I am not sure what the remedy is, either. I am not even sure we need to be asking that question, as if: When we discover that "remedy" and DO it, then God is obliged to bless us - make our church healthy, big and growing.

God is the giver of increase (1 Co 3:7). We are to be faithful, evangelize, make disciples, pray, pray for workers, pray for increase, assemble, worship, obey, raise our family "in the nurture and the admonition of the Lord," etc., etc.

I remember J. I. Packer in Evangelism and the Sovereignty of God saying that the evangelist is finished evangelizing not when "he seals the deal" so-to-speak and a convert is made. Evangelism has taken place when we elicit a decision from the one to whom we have just shared.

We must learn to battle in the realm of ideas; ideas we possess and live by that may or may not be God-honoring no matter how Christian they sound!

I think the question might be changed from "What ought we do?" to "Who ought we be becoming?" This question is first and foremost and individual question long before it becomes a corporate one. We are to abide in Christ and He will, through us, bear fruit (Jn 15).

Am I guilty of being with Him? Have I submitted the hours of my day to Him? Is my lifestyle such that if the plug were pulled on Christianity, I would be the laughingstock of the neighborhood for the silly and yet large investment I have made? Read 1 Corinthians 15:19!

Do I know Jesus intimately?
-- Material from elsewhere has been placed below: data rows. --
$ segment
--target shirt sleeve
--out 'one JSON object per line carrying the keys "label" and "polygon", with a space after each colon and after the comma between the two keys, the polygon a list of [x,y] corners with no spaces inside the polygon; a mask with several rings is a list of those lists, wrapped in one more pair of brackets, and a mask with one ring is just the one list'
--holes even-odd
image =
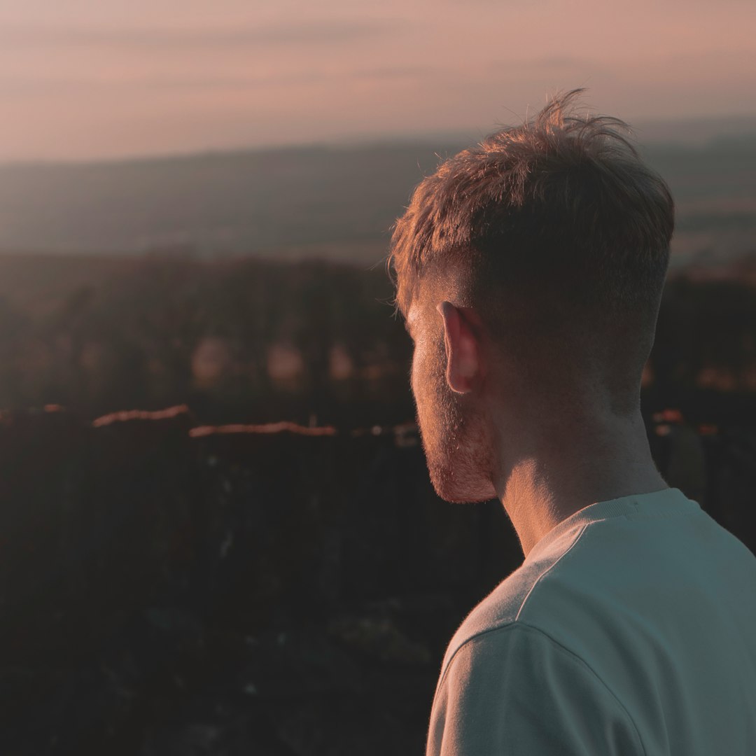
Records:
{"label": "shirt sleeve", "polygon": [[438,681],[426,756],[643,756],[620,702],[579,657],[520,623],[466,641]]}

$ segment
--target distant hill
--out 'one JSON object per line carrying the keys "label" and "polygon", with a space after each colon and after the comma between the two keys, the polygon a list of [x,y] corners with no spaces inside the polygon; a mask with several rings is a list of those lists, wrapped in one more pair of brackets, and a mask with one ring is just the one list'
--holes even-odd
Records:
{"label": "distant hill", "polygon": [[[677,203],[676,264],[756,246],[756,129],[740,127],[643,148]],[[639,132],[665,138],[658,128]],[[0,251],[374,262],[413,187],[464,146],[450,138],[0,166]]]}

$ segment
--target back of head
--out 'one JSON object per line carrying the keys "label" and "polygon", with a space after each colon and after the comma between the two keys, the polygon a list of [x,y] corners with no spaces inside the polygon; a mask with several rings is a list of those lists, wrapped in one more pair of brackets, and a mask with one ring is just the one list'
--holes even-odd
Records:
{"label": "back of head", "polygon": [[442,163],[397,222],[387,263],[405,316],[421,285],[451,294],[507,355],[591,371],[623,414],[653,344],[674,205],[624,123],[572,114],[581,91]]}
Do I smell like Jesus?

Am I seeking first the kingdom of God and His righteousness? By the way, there it is again: "...And all these things will be added unto you... [by HIM!]."

Richard Rohr in his book Everything Belongs uses the phrase "Don't push the river." You and I are traveling along life's journey in the boat of God's Providence. He "works all things at the counsel of His own will" (Eph 1:11). No doubt you and I are to "work out our salvation with fear and trembling" (Ph 2:12), choices matter! But, I think we could adjust our ideas a bit and learn - through our intimate relationship with Jesus - that our charge is to trust and leave the driving to Him.

This is the death to self that the New Testament refers to.

I blame Larry Crabb for the following indictment:

You maneuver; you do not trust. You negotiate, you do not worship. You analyze to gain control over what happens; you do not depend. You seek the Better Life of God's blessings over the Better Hope of God's Presence. (From The Pressure's Off, pg. 8)

Later in the book, Dr. Crabb introduces us to the "Papa Prayer." This is up against our traditional (what Crabb calls the "Old Way") - idea driven - prayer that goes like this:

Change that.

Whatever in my life is causing pain, I ask you to change it. Straighten out my daughter, give me a spouse, restore my health, provide an income.

Use this.

Show me what principles I'm to follow to make that happen. Direct me to the person or resources I need to help make it happen.

Satisfy me.

I long to feel alive, content, fulfilled, and happy. Do whatever it takes to make me feel satisfied with me, with life, and with You. (The Pressure's Off, pg. 209)

Here is the Papa Prayer:

Present yourselves to God as you are.
Attend to where you notice God's presence of absence.
Purge yourselves of whatever, at that moment, might be keeping you from noticing more of God.
Approach God with abandonment and confidence, dedicating yourselves anew to coming to Him to know and enjoy and reveal Him, not to using Him to make your life better. (The Pressure's Off, pg. 211. Incidentally, Crabb's next book, The Papa Prayer elaborates on this simple prayer.)

To the church I say:

Sit with Jesus. Allow Him to calm your soul. Realize when the calm comes that this is normal. Then learn to cultivate stillness, for it is in stillness that we see, hear and touch God.

Live with each other. Ask for the eyes of Jesus when dealing with friends as well as enemies.

Pray with maturity - for forgiveness, for others, for God to advance His Kingdom using you and me.

Then, move out, calmly, into faith-driven obedience. And trust Him.